Though it hasn’t quite broken the traditional security paradigm, mobility’s done a decent enough job warping it out of shape. Today’s security teams have to defend against far more than the odd intrusion attack or malicious app. Security perimeters have dissolved, and threat surfaces have broadened significantly.
This means that in today’s landscape, there are multiple levels at which your organization can be compromised – you need to layer defense at each one.
1) Network Level – Borders have their Limitations
Network-level security comprises mostly everything on the ‘traditional’ security front – firewalls, authentication, and network encryption, to name a few. These tools are still essential to securing your enterprise; new threats such as spearphishing attacks and unsecure file sharing don’t negate old-fashioned ones like traffic flooding or buffer overflows.
At the same time, network controls on their own aren’t sufficient. A firewall may keep an attacker out, but it can’t protect files outside its perimeter. Encryption may protect network communications from intrusion, but it doesn’t stop a careless employee from forwarding an email to someone who shouldn’t be reading it.
2) Device Level – Attackable and Hackable
In addition to network-level security, device-level security is one layer that most security teams already cover. Passwords, full-drive encryption, and device containers are all incorporated into most user devices to one degree or another. Microsoft’s BitLocker, for example, allows the user to harden an entire drive against intrusion, while Samsung KNOX allows the creation of a separate work and personal profile, walling corporate data off from private.
As with network-level controls, device security is necessary, but it also shouldn’t be your only line of defense. Hard disk encryption can be broken, passwords and PINs can be cracked. And device-level controls aren’t always reliable, either – they vary by device and manufacturer.
Finally, we’ve got security controls at the file-level – and here’s where BlackBerry Workspaces, formerly known as WatchDox, comes in. Even if an attacker somehow manages to crack a device or make it into your network; even if a negligent employee shares documents with someone they shouldn’t, file security represents a second layer of defense. It ensures that even if your critical files leave the firewall and wind up in the hands of a third party, you never lose control of them.
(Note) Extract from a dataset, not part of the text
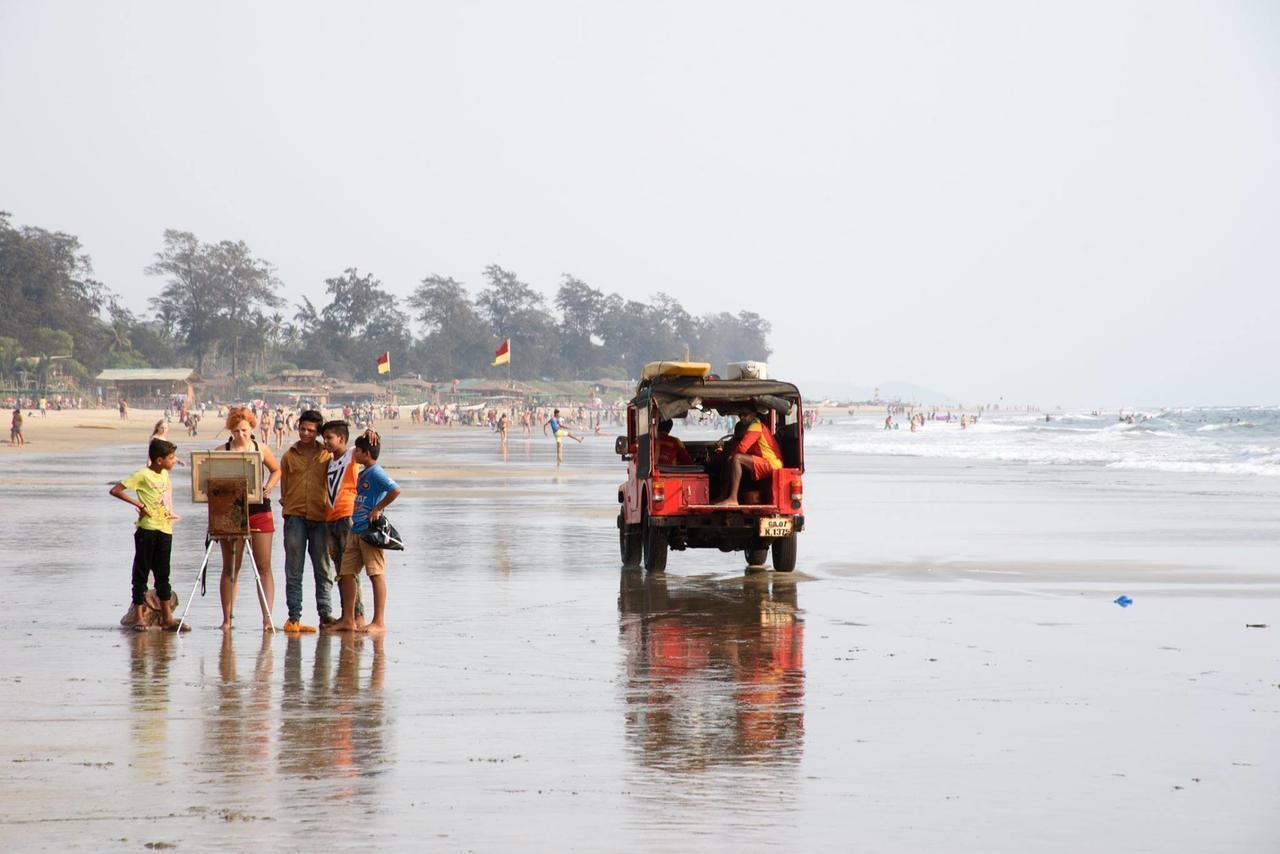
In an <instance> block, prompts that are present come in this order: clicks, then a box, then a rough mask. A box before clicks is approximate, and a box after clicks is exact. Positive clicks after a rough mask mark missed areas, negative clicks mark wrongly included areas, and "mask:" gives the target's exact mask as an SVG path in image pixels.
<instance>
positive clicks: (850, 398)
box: [796, 379, 959, 403]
It achieves this in several key ways:
Files are protected by end-to-end encryption at-rest, in-transit, on-server, or on-device.
Through BlackBerry Workspaces’ digital rights management, administrators have control over whether a user can access, view, edit, copy, print, download, or forward a sensitive file. Permissions can be changed at any time.
With Email Protector, email attachments sent through your server can automatically be wrapped in BlackBerry Workspaces’ DRM, protecting against both accidental and malicious sharing via email.
Customized watermarks, timed expiration, and file tracking deter bad actors within your organization.
A spotlight viewer which blurs the screen everywhere but the mouse pointer protects against theft via screen capturing.
Encryption can be broken – and if encryption’s all you rely on, if you’ve no secondary protections, that means your data is at risk. With a multi-tiered approach to security, you can protect yourself at every layer. You can encrypt the hard drive and network communications, place apps within the secure Good container, and place files within BlackBerry Workspaces.